One of the most useful skills to have is to be able to direct our curiosity. To many of us, curiosity often appears as some kind of spontaneous miracle: a spark just happens, seemingly from far beyond our control, and we find ourselves swept up by it. Perhaps someone with knowledge and charisma can ignite our interest in a specific topic for a time, but often, when we reach a satisfactory level of understanding, or after a bit of time has passed, our curiosity fades.
But making intentional use of our curiosity can help maintain our engagement in difficult tasks, see the limits of our understanding, gain insights, sustain relationships, and fuel our learning. In short, it can make high school (and work life, whether now or later) both easier and more interesting.
Rather than waiting for teachers, peers, or current events to persuade you that they are interesting, you can take responsibility for your own curiosity. If you don’t, who ever will? Here are some tools to develop and direct your curiosity.
1. Courageous Imperfection
In order to be curious about something, the first step is to be imperfect — to not know everything already. After all, what is there to investigate, to question, to puzzle over and wonder at, if we’ve assembled a complete understanding of the world around us? I find, even as an adult free from much of the status stresses of high school, that not knowing something that I “ought” to know is indeed embarrassing. It can be easier to spend more energy avoiding that embarrassment than learning new things. It takes a lot of courage to admit that we don’t know something, and we simply can’t be curious without being honest that we don’t know it all.
2. Open Expectations
Just as we don’t want to close ourselves off from wonder by assuming that we already have all the information we need, we also don’t want to limit our learning experiences by bringing expectations of what we should be getting out of them. On one level, I may know with some certainty what is going to happen for the rest of my day: I’ll go for a walk, then do some homework, then eat one of my families’ weeknight dinners, and so on. On another level, each of those events could lead to a discovery: who put that monument in the local park that I walk through? Why are history assignments so compelling some days (and so not on other days)? How hard is it to make the sauce that goes with this meal and why or why don’t we use it for any other dishes? To be curious, we need to be open to surprise and avoid functional fixedness.
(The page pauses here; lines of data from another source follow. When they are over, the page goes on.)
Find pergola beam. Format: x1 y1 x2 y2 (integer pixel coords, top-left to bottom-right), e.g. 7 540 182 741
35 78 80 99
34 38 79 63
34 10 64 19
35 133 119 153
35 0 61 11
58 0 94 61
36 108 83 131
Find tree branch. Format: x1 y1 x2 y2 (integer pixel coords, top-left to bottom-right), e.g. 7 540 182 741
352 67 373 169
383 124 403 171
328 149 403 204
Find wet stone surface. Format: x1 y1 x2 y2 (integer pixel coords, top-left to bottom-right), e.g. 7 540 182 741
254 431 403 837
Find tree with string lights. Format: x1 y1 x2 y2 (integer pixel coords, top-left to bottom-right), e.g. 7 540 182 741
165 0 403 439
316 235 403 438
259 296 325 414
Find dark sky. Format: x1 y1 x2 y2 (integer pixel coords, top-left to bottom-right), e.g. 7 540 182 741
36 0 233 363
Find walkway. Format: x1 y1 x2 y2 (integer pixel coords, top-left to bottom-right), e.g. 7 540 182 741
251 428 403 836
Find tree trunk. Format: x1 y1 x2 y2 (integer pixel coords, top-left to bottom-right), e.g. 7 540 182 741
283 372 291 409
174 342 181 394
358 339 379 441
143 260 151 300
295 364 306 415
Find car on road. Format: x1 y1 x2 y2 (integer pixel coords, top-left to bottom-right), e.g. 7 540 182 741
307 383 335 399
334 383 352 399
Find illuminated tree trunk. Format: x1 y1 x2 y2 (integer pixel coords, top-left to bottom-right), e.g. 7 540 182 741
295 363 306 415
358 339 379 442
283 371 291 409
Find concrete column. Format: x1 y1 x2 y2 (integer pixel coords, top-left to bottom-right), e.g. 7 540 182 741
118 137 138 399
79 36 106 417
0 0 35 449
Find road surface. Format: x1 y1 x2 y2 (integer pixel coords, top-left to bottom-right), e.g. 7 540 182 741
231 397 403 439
When you find yourself curious about something, pay very close attention. Sure, the overall context is part of what’s going on, whether that’s, say, a video game, something that a friend or teacher mentioned, or a song lyric, a line in a story that you happened to come across. Yes, that’s important, but that’s not the whole story. Think about what you were doing, how your body felt, whether the moment went by in a chaotic blur of ideas or if you savored each detail. As with many skills, curiosity requires both pattern recognition and engagement. In other words, you need clear information about both the details that make up a pattern and to observe your own reaction to whatever caught your attention.
4. Questions That Spark Curiosity
Asking questions is curiosity in action. Curiosity is all about the desire to learn — to go from lacking some particular skill or knowledge to mastering that skill or knowledge. Questions are how we navigate from one place — the beginning place of lacking — to another — somewhere along the journey when we achieve mastery.
We’re often told about W-questions: who, what, when, where, why (and how). Here’s a question you may not have asked about this list: which type of question is your favorite? Which one makes the hair on your neck stand up? Which one makes you lean forward, a flutter of vitality in your chest? And which one make your eyelids heavy? If you love learning about the people who shaped the ideas or history that we learn about in school, try to see how many “who” questions you can write down in a class or during a day. The surprising thing here is that often, if you tug at one question type (“who came up with combinatorics?”), other questions will attach themselves (“what purpose could this idea possibly have served?”), and you’ll soon be exploring the world of combinatorics without ever having necessarily set out to do so!
5. Watch Your Language
One easy way to invite more curiosity into your life is simply to add some vocabulary that will provoke your brain to be curious. When you start to say “I don’t know,” perhaps just add “yet” at the end. Or “I don’t know, but I wonder” or “I don’t know, but I’d love to look it up.” Relatedly, I ripped off a great tip from author Elizabeth Gilbert, which is that whenever anything happens, rather than telling myself that it is bad or good, I simply label it as “interesting.” If I say “my weekend was boring,” and someone asks me to say more, then my mind will search what it knows for signs of boredom. If I say “my weekend was interesting” then, interesting or not, I’m going to go digging for an answer to justify my judgment. You can even use it as a response when peers share about their hobbies. I have navigated plenty of networking events and weddings — and learned a lot along the way — by saying little else other than “Interesting, tell me more!”
6. Presence and Practice
Like most skills, curiosity is a daily practice. It’s a muscle that can grow stronger or can atrophy from use or lack thereof — but it is a particularly delicate one that’s easy to injure. When you lack curiosity about someone or something in your environment, simply notice. I find that if I chastise myself for being boring and uninterested, it can be harder to find the emotional space and openness to be curious about something later. Fortunately, caring for our curiosity often makes our lives more engaging, likable, and fun, and who doesn’t love fun?